Maybe you saw some of the heated reaction from state Rep. Dennis Bonnen, R-Angleton, directed at Lt. Gov. Dan Patrick and the Senate?
“Had they chosen to do what historically happens and pass the House bill over with their changes, we could be quickly moving to a conference committee and getting this bill on the governor’s desk much sooner rather than later,” Bonnen said.
He might have said the same about the House and handguns.
Patrick and company declined to answer him, but the standoff has the makings of an Al Pacino-Robert De Niro movie — with actors cussing, yelling and otherwise chewing up the scenery.
Other bills, big and small, are caught in similar crossfire, including legislation that would move the ethics-enforcing public integrity unit from the Travis County district attorney’s office to the Texas Rangers or someplace else; reauthorize the state’s river authorities; regulate accidental spills from wastewater facilities; limit debit card surcharges; manage and collect disputed oil and gas royalties on state land; allow people with terminal diseases to opt for experimental or clinical drug treatments that have not been approved for general use; and one that would eliminate a tax on fireworks.
It’s not that legislators don’t know how this is done.
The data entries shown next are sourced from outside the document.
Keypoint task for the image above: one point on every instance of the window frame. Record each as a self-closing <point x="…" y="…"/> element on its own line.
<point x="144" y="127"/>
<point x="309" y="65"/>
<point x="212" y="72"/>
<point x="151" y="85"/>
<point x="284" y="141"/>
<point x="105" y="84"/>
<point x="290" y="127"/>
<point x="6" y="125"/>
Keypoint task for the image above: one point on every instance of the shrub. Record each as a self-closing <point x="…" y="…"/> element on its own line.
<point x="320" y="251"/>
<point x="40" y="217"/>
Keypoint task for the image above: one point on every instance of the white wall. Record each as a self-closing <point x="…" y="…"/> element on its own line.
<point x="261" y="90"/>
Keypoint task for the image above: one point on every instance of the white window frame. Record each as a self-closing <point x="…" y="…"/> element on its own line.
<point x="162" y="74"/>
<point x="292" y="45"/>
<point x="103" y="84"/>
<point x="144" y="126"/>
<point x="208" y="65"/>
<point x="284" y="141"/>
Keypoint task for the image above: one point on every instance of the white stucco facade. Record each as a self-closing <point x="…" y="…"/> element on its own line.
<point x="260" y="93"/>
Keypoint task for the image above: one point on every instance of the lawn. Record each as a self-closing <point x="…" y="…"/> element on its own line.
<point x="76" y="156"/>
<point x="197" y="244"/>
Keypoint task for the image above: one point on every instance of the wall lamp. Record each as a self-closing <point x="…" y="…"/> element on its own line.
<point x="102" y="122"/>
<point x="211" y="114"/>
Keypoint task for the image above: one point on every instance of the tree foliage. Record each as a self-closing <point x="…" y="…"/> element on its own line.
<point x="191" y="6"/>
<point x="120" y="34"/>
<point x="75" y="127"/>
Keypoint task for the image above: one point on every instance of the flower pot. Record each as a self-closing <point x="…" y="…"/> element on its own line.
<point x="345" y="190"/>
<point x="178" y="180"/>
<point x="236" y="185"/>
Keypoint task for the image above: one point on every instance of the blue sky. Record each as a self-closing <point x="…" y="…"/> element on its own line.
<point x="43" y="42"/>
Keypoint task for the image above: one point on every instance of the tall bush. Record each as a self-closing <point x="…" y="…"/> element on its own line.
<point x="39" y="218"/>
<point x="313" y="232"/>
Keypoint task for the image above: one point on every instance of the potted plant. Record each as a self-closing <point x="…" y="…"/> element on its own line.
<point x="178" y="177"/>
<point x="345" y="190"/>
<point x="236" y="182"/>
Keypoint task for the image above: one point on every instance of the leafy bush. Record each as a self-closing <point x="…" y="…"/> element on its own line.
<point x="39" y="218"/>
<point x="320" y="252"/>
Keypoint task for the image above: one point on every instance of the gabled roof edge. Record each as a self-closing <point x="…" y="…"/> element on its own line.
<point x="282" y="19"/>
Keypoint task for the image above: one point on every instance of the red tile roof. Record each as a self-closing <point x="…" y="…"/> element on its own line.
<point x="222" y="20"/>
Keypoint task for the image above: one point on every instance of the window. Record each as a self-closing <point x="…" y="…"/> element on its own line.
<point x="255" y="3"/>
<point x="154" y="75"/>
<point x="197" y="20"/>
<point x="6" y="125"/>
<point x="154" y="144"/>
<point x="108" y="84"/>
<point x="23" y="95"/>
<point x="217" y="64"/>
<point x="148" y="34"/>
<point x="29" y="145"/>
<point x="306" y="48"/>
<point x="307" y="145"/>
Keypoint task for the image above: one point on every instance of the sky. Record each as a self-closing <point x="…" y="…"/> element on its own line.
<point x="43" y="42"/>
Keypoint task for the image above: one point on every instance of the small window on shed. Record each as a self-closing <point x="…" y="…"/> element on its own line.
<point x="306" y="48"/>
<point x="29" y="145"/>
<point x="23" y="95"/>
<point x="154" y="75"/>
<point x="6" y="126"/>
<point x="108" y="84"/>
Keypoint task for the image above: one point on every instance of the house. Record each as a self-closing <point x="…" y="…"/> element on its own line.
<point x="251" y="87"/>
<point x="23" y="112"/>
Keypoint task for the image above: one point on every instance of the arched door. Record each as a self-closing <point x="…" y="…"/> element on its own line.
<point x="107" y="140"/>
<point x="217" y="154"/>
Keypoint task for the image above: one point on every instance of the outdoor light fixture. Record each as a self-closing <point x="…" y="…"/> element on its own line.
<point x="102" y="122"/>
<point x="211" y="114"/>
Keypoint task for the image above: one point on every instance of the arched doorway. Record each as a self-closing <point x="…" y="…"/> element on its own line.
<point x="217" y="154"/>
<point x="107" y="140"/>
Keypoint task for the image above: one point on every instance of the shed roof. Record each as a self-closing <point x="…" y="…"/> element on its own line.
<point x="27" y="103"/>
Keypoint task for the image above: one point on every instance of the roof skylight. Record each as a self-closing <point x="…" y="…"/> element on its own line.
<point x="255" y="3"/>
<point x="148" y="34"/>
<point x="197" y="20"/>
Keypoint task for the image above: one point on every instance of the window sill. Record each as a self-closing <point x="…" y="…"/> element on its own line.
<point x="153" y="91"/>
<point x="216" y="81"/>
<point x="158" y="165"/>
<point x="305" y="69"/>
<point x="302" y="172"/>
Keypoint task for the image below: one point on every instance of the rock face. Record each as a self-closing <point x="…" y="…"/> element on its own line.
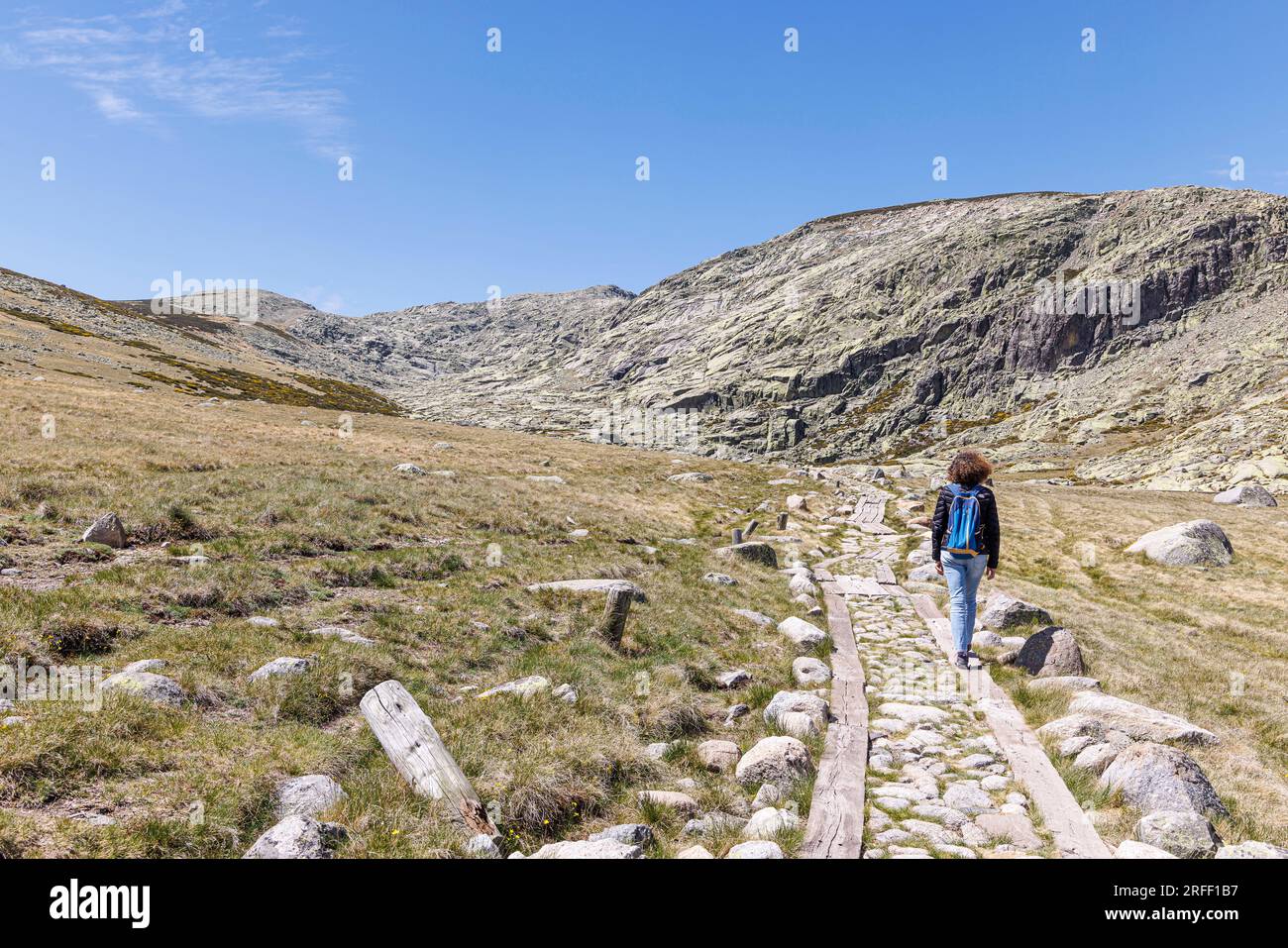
<point x="1138" y="721"/>
<point x="106" y="530"/>
<point x="1155" y="777"/>
<point x="297" y="837"/>
<point x="1050" y="653"/>
<point x="1194" y="543"/>
<point x="1247" y="496"/>
<point x="1180" y="832"/>
<point x="778" y="760"/>
<point x="1003" y="612"/>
The Senate waited for the House’s budget and passed its version of that so that the two bodies can get to work on their differences. The chambers swap ownership of the budget each session to make sure no one monkeys with the only bill that absolutely has to pass.
And the tomfoolery on some of the other bills has some practical effect, believe it or not. The House and Senate are feeling each other out as they enter the end-of-session crunch, when negotiations, tactics and deadlines become critical. The major legislation tends to work out, and it gobbles up time that might otherwise be used for less important bills.
That Darwinian bottleneck keeps most proposals from becoming law and forces lawmakers to focus on what’s important to the state. And on who gets credit.